New York Natural Heritage Program
Barn Owl
Tyto alba (Scopoli, 1769)

Habitat [-]
Barn Owls are often found in open and partly open country including grasslands, marshes, and agricultural areas. They are often around human habitation. Barn Owls are cavity-nesting birds that use natural as well as human-created cavities. Preferred man-made structures include large platforms within barns and silos, tunnels dug into silage in roofed or topless silos, and barn cupola shelves. They have also used feed bins, church steeples and belfries, platforms within commercial and industrial buildings, attics of abandoned or occupied houses, ledges within chimneys, and platforms beneath bridges (NatureServe 2004). Foraging habitats are typically open areas, such as grassy fields (natural and agricultural), wet meadows, and fresh and salt water marshes.

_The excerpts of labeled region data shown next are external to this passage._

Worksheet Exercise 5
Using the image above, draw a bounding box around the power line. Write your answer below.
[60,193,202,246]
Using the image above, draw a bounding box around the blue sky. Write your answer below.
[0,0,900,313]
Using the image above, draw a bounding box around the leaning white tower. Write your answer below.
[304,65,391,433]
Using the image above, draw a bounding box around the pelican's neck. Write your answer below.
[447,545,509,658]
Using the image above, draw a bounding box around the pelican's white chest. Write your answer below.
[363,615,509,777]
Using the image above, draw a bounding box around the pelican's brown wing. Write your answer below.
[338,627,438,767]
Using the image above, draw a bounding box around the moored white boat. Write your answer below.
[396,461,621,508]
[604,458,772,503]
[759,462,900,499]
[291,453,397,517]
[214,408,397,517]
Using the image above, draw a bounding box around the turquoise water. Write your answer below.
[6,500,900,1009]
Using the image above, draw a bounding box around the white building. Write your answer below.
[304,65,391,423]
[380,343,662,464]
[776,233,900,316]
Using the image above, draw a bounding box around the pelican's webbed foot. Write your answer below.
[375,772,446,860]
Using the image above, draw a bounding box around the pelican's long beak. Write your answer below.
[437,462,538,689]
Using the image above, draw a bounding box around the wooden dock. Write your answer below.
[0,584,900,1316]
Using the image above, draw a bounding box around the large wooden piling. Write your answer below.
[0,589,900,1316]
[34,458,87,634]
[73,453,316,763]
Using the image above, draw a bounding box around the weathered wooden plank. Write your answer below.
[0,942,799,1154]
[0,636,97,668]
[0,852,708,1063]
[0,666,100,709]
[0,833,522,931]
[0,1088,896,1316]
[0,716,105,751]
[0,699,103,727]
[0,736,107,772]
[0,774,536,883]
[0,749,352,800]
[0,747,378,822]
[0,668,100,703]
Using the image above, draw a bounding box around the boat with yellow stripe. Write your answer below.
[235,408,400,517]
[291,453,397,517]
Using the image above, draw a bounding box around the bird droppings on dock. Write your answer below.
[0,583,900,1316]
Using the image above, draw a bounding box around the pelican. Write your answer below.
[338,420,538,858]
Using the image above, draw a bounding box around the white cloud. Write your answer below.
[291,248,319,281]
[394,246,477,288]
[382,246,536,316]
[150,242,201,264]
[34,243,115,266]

Barn Owls typically use dense conifers as roost sites during the winter, but have used nest boxes as well (NatureServe 2004).

Associated Ecological Communities [-]
  • Brackish meadow
    A moist, moderately well-drained brackish (salinity 0.5-18 ppt) perennial grassland with occasional isolated shrubs that is typically situated in a belt at the upper edge of salt marshes bordering sandy uplands, but may occupy large portions of interdunal basins. The community usually develops in areas with a unique combination of soils and hydrology, on deep deposits of periodically windblown or overwashed gleyed sands that are usually flooded only during spring tides and during major coastal storms, approximately two to three times per year.
  • Brackish tidal marsh
    A marsh community that occurs where water salinity ranges from 0.5 to 18.0 ppt, and water is less than 2 m (6 ft) deep at high tide. The vegetation in a brackish tidal marsh is dense and dominated by tall grass-like plants.
  • Cropland/field crops
    An agricultural field planted in field crops such as alfalfa, wheat, timothy, and oats. This community includes hayfields that are rotated to pasture.
  • Freshwater tidal marsh
    A marsh community that occurs in shallow bays, shoals, and at the mouth of tributaries of large tidal river systems, where the water is usually fresh (salinity less than 0.5 ppt), and less than 2 m (6 ft) deep at high tide. Typically there are two zones in a freshwater tidal marsh: a low-elevation area dominated by short, broadleaf emergents bordering mudflats or open water, and a slightly higher-elevation area dominated by tall grass-like plants.
  • High salt marsh
    A coastal marsh community that occurs in sheltered areas of the seacoast, in a zone extending from mean high tide up to the limit of spring tides. It is periodically flooded by spring tides and flood tides. High salt marshes typically consist of a mosaic of patches that are mostly dominated by a single graminoid species.
  • Low salt marsh
    A coastal marsh community that occurs in sheltered areas of the seacoast, in a zone extending from mean high tide down to mean sea level or to about 2 m (6 ft) below mean high tide. It is regularly flooded by semidiurnal tides. The mean tidal range of low salt marshes on Long Island is about 80 cm, and they often form in basins with a depth of 1.6 m or greater.
  • Maritime grassland
    A grassland community that occurs on rolling outwash plains of the glaciated portion of the Atlantic coastal plain, near the ocean and within the influence of offshore winds and salt spray.
  • Salt panne
    A shallow depression in a salt marsh where the marsh is poorly drained. Pannes occur in both low and high salt marshes. Pannes in low salt marshes usually lack vegetation, and the substrate is a soft, silty mud. Pannes in a high salt marsh are irregularly flooded by spring tides or flood tides, but the water does not drain into tidal creeks. After a panne has been flooded the standing water evaporates and the salinity of the soil water is raised well above the salinity of sea-water.
  • Successional old field
    A meadow dominated by forbs and grasses that occurs on sites that have been cleared and plowed (for farming or development), and then abandoned or only occasionally mowed.